Re: Integrating JAX-RS runtime into DOSGi

2009-06-25 Thread Sergey Beryozkin

Hi Josh


Sergey,
Thanks again for the detailed documentation you've provided in this thread.
I was able to easily convert from JAX-WS to JAX-RS, which (I think) will
make our lives even easier.  Once we've got the ability to expose a single
service with both of these frontends, I'll make use of that as well.

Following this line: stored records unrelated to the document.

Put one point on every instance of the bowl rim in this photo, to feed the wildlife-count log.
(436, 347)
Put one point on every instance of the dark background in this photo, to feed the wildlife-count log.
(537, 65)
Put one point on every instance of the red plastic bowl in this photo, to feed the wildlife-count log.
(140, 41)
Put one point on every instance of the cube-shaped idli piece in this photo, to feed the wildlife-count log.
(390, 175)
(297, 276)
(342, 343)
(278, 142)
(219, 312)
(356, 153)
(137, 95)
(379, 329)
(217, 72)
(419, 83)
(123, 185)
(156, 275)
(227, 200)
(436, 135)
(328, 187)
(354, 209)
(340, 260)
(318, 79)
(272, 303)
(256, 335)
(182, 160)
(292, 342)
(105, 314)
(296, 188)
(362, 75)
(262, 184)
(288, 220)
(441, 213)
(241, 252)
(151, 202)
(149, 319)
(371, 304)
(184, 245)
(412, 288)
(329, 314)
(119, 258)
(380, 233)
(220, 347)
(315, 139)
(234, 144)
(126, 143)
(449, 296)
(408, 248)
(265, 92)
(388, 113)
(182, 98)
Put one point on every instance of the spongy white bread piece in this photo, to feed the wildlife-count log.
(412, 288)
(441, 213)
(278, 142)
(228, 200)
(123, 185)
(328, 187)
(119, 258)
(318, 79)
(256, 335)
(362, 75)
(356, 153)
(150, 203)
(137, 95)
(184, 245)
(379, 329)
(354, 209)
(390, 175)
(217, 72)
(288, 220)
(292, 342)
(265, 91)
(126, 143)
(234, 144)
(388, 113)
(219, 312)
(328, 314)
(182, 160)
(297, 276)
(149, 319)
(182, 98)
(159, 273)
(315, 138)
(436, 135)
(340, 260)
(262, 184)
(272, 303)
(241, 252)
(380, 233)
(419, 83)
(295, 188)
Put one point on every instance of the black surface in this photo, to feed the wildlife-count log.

Thanks for experimenting with this initial effort. We'll add the ability to 
combine frontends soon, I was nearly ready to do it but
I was not sure at a time how consuming bundles would indicate their preferences - perhaps should be some sort of intersection 
happening there. Likewise, it is not clear what to do when one of the frontends fails to start - is it a total failure or just a 
warning (plus removing a given failing frontend from the property to be published...) So we need to think what to do in such cases 
and then add the actual support.



I agree that the jaxrs.resource property is no longer needed, as you can
simply register jaxrs resources as a dosgi services.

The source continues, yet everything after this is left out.